The 4 V’s of Big Data
The general consensus of the day is that there are specific attributes that define big data. In most big data circles, these are called the four V’s: volume, variety, velocity, and veracity. (You might consider a fifth V, value.)
The main characteristic that makes data “big” is the sheer volume. It makes no sense to focus on minimum storage units because the total amount of information is growing exponentially every year. In 2010, Thomson Reuters estimated in its annual report that it believed the world was “awash with over 800 exabytes of data and growing.”
For that same year, EMC, a hardware company that makes data storage devices, thought it was closer to 900 exabytes and would grow by 50 percent every year. No one really knows how much new data is being generated, but the amount of information being collected is huge.
Variety is one the most interesting developments in technology as more and more information is digitized. Traditional data types (structured data) include things on a bank statement like date, amount, and time. These are things that fit neatly in a relational database.
Structured data is augmented by unstructured data, which is where things like Twitter feeds, audio files, MRI images, web pages, web logs are put — anything that can be captured and stored but doesn’t have a meta model (a set of rules to frame a concept or idea — it defines a class of information and how to express it) that neatly defines it.

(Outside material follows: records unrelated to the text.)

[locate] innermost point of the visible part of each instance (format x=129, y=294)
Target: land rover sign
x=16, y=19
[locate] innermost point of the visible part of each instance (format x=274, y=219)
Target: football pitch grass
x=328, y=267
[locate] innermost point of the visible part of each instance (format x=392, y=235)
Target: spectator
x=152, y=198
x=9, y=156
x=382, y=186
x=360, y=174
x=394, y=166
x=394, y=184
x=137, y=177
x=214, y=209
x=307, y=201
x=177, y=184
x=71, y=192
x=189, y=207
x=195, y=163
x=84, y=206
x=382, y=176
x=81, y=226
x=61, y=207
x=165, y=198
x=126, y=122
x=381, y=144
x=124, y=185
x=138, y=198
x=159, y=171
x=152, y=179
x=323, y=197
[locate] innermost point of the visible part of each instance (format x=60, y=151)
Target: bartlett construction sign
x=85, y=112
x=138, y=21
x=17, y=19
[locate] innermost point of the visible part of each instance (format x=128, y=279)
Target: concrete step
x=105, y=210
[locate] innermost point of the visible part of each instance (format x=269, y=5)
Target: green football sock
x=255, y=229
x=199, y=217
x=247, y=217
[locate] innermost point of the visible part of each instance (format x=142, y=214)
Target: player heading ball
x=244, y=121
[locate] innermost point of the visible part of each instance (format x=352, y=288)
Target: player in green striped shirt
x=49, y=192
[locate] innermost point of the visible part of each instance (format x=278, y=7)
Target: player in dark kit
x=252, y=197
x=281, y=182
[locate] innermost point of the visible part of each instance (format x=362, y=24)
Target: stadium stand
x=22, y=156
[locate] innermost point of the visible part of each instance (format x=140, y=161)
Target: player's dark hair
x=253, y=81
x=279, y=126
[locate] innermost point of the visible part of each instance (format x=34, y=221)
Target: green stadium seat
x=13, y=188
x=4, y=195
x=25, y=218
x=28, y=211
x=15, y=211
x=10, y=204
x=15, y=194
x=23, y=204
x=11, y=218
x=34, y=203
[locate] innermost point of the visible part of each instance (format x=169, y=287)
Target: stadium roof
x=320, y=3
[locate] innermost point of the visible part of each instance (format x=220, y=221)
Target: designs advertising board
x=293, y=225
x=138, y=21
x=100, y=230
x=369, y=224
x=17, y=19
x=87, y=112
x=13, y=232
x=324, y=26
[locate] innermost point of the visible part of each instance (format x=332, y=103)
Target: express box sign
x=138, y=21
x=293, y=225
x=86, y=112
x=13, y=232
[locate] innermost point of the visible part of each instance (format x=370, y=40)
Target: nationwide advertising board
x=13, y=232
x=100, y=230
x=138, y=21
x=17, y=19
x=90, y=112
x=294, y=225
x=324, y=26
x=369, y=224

Unstructured data is a fundamental concept in big data. The best way to understand unstructured data is by comparing it to structured data. Think of structured data as data that is well defined in a set of rules. For example, money will always be numbers and have at least two decimal points; names are expressed as text; and dates follow a specific pattern.
With unstructured data, on the other hand, there are no rules. A picture, a voice recording, a tweet — they all can be different but express ideas and thoughts based on human understanding. One of the goals of big data is to use technology to take this unstructured data and make sense of it.
The definition of big data depends on whether the data can be ingested, processed, and examined in a time that meets a particular business’s requirements. For one company or system, big data may be 50TB; for another, it may be 10PB.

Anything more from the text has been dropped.